Two years ago, in response to a medical-aid-in-dying question posed by the Legislature’s House Judiciary chairman, the state Attorney General’s Office offered an opinion that a physician who prescribes a lethal dosage of medication to a terminally ill patient at the patient’s request could be charged with manslaughter.
What’s more, the physician also could be sued for medical malpractice and face professional discipline. The opinion echoed the take of another issued years before, specifying that state law does not allow doctors help terminally-ill patients to die.
That was then. In the now, following a decades-long debate, Hawaii’s stance on the controversial matter of medical aid in dying has shifted dramatically. Taking effect this week is a new state law, “Our Care, Our Choice” Act, which allows terminally ill adult residents with six or fewer months to live, to obtain a lethal medication prescription.
As expected, longtime state political lobbyist John Radcliffe, a terminally ill cancer patient who pushed hard for the measure, on Wednesday became the first Hawaii patient to request such a prescription. The state Health Department projects as many as 40 to 70 patients will follow suit this year.
The law is rightly tethered to strict guidelines. Still, we can expect a potentially bumpy implementation as few doctors and pharmacists appear to be willing to prescribe the medication or fill orders, respectively. Such resistance is understandable.
Medical aid in dying’s supporters assert that the prescription is not tantamount to a suicide setup because death is shortly to be inevitable, and the drug serves as a compassionate ease to that end. Opponents counter there’s no way to know when death will come, and signing off on the prescription directly collides with health care’s do-no-harm Hippocratic Oath.
Discussion on the merits of what used to be commonly known as physician-assisted suicide will — and should — continue at the state Capitol and in Hawaii’s various communities. However, with the new law on the books, an immediate priority should be placed on implementation as specified by the measure.
Hawaii’s Health Department, which is now focused on developing guidance for families and pharmacies regarding safekeeping and storage of the prescription, is recommending that medical-aid-in-dying patients enroll in hospice care. That’s a sensible path as such facilities can help patients and others with medication-related issues and navigation of the law’s guidelines.

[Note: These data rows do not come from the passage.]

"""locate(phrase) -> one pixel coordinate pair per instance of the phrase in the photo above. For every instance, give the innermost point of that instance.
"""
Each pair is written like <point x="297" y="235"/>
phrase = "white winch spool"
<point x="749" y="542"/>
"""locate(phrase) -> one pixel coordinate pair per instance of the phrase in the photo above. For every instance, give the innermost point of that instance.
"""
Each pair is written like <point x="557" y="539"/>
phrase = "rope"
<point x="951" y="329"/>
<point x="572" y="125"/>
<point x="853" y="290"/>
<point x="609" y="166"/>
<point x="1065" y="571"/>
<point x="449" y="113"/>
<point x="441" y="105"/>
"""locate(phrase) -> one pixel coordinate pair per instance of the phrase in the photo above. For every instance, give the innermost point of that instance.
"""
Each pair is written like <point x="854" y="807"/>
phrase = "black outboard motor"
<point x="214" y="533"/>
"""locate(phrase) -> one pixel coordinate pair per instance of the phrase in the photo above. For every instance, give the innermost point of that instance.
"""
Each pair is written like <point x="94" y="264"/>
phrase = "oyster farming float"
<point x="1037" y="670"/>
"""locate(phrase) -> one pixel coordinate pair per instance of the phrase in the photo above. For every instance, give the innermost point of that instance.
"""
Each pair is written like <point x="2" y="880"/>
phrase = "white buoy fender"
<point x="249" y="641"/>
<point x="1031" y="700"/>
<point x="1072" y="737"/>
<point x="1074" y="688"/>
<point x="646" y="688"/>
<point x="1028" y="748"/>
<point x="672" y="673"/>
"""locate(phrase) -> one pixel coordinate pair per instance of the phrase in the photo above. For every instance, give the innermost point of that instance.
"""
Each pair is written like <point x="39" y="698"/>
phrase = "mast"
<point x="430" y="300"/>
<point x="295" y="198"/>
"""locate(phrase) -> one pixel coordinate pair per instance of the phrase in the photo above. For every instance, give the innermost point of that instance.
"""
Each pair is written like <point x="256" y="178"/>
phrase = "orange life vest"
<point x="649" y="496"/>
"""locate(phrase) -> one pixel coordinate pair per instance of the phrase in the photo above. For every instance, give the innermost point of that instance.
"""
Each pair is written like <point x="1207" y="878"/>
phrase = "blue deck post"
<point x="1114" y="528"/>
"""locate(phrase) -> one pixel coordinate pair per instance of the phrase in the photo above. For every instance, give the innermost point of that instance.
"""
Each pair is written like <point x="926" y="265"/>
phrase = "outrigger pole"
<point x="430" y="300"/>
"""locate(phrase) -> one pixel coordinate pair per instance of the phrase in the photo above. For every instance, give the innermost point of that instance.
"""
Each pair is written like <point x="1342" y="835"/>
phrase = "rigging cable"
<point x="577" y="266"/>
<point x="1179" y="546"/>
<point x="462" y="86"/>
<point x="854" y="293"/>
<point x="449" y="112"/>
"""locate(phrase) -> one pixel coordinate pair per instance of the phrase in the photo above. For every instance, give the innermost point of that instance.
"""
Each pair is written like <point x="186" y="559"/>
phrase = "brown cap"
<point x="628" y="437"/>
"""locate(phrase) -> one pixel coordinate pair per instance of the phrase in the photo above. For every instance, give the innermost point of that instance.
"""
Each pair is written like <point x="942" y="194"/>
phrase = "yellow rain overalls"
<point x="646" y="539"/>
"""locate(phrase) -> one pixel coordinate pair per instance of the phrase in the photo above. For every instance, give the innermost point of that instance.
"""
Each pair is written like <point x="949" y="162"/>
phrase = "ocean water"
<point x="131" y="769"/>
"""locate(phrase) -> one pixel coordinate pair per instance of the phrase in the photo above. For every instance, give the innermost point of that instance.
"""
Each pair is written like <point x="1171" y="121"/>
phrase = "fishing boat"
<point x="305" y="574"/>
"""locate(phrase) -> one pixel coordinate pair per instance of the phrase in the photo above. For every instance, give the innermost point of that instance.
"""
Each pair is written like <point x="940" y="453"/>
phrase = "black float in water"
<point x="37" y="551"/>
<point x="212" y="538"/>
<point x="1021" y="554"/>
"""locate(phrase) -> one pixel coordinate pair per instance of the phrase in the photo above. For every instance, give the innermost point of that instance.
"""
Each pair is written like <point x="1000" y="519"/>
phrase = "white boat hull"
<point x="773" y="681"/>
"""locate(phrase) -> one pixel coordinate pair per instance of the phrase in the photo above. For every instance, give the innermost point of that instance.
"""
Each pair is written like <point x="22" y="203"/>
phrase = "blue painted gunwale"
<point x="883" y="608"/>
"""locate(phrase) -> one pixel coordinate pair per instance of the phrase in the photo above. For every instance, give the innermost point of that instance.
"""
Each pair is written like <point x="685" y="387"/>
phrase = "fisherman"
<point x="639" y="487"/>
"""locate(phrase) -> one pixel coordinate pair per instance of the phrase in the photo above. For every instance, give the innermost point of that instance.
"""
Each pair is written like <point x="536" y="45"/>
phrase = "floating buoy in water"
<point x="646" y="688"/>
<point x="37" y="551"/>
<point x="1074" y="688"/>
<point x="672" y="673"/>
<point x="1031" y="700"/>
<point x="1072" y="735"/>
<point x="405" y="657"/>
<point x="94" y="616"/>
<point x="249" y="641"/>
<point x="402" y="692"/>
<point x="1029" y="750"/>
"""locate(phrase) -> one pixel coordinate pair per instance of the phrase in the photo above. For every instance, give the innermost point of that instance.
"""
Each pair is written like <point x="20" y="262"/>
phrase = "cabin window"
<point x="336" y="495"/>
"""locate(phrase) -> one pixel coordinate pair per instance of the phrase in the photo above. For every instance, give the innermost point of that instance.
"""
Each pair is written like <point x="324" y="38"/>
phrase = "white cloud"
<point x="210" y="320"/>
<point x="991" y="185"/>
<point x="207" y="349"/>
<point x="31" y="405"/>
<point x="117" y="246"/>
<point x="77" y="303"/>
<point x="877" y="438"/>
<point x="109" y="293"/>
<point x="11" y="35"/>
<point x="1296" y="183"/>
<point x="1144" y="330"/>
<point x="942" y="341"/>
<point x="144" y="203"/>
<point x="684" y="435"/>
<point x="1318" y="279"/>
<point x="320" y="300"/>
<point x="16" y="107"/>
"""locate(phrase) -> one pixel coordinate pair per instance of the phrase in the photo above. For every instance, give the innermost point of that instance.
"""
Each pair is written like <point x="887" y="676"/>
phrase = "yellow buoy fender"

The prescription hinges on two doctors confirming the terminal illness and six-month prognosis as well as deeming the patient mentally capable and able to take the medication on his or her own. Also required is a written request overseen by two witnesses, one of whom is prohibited from being a beneficiary of the patient’s estate.
While most Hawaii health care facilities have adopted neutral policies — leaving it up to doctors on whether to participate — Hawaii Pacific Health and The Queen’s Medical Center pharmacies are opting to not take part. Notably opting in, through Kaiser — the state’s largest health maintenance organization — is Dr. Charles Miller, a director and past president of the Hawaii Society of Clinical Oncology.
In January 2017, Miller, Radcliffe and Compassion &Choices, a national nonprofit advocate organization for terminally ill patients, teamed up to launch legislative and lawsuit strategies that rallied support for the new law — and scrapping of the manslaughter charge in medical-aid-in-dying cases.
Hawaii is among seven states, along with Washington, D.C., that have enacted medical-aid-in-dying laws. Each rightly stresses that a patient must always be in control of his or her participation in the process.
Our state leaders and health care officials now have a duty to see to it that the law is effectively implemented while carefully monitoring its consequences.